Special Issue Information

Dear Colleagues,

The snow–ice–water system represents a complex and interconnected natural phenomenon. Historically, studies on snow, ice, and water in winter have been conducted in isolation across various disciplines. However, recent advancements in cryosphere science and technology have enabled a more integrated research approach. The interplay between ice and water is governed by critical phenomena, including phase transitions that drive dynamic energy and mass exchanges. These processes are further linked to ecosystems and water quality, fostering unique ecological systems beneath ice covers. Thermodynamic processes in cold-region hydrology are fundamentally shaped by the interactions between snow-ice and ice-water. These interactions often exhibit complex coupled behaviours, influencing energy and nutrient exchange while driving physical, chemical, and ecological processes. Consequently, multidisciplinary investigations are essential to unravel these dynamics. Remote sensing has emerged as a powerful tool for regional and large-scale monitoring, facilitating the study of interactions among the atmosphere, snow, ice, and water. Integrated space–air–ground(ice) remote sensing is particularly valuable in remote rural areas or during high-risk ice periods when on-site human investigations are challenging.

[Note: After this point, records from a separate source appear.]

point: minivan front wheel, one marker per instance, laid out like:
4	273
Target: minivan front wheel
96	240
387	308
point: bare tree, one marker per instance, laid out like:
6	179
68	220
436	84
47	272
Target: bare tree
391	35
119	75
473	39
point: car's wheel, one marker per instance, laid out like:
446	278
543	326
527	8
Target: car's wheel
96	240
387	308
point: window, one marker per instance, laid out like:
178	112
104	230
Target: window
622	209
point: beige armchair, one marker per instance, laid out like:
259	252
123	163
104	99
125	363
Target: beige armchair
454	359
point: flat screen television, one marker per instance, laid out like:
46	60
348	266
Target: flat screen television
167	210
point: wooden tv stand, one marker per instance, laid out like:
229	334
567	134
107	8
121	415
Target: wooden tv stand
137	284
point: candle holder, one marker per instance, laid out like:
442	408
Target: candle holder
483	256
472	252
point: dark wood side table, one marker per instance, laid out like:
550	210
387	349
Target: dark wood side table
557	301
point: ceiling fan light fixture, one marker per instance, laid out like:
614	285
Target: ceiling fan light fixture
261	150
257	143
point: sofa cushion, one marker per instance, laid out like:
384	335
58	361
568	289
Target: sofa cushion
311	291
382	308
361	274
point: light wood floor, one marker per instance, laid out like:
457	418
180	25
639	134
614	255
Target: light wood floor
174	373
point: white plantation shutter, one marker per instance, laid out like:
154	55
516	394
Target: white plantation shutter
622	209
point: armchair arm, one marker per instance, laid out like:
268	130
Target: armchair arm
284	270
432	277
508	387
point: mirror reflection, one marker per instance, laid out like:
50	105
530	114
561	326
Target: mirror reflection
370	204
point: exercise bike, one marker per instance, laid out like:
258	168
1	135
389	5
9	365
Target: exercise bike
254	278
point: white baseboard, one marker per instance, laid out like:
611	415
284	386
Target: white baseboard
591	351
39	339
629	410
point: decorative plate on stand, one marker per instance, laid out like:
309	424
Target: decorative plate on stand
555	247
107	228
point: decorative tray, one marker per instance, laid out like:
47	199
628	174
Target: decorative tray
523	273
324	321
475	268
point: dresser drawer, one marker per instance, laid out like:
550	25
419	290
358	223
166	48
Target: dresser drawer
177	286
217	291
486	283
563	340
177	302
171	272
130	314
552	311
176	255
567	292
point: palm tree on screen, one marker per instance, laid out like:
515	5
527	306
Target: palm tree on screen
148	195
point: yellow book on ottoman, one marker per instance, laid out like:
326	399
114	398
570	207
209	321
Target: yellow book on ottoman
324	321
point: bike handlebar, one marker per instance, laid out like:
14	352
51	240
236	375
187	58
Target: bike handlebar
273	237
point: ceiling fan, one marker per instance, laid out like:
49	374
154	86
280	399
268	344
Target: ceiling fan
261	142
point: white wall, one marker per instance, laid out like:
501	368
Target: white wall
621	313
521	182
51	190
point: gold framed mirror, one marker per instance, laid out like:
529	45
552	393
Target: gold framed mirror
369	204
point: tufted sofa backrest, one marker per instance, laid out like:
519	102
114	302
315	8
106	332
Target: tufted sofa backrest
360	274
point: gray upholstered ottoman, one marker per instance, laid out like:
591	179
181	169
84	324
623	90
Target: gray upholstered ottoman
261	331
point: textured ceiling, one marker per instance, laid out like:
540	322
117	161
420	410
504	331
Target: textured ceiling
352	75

We are pleased to announce a Special Issue titled "Remote Sensing of River and Lake Ice/Water Using Spaceborne, Airborne, and Ground Platforms" in Remote Sensing. This Special Issue aims to showcase the latest advancements in space-air-ground(ice) remote sensing for studying snow, ice, and water in rivers and lakes. It provides a platform for researchers to share novel findings, methodologies, and insights. We invite contributions across a broad spectrum of topics, including theoretical studies, case analyses, field investigations, data-driven approaches, numerical modelling, and comprehensive reviews.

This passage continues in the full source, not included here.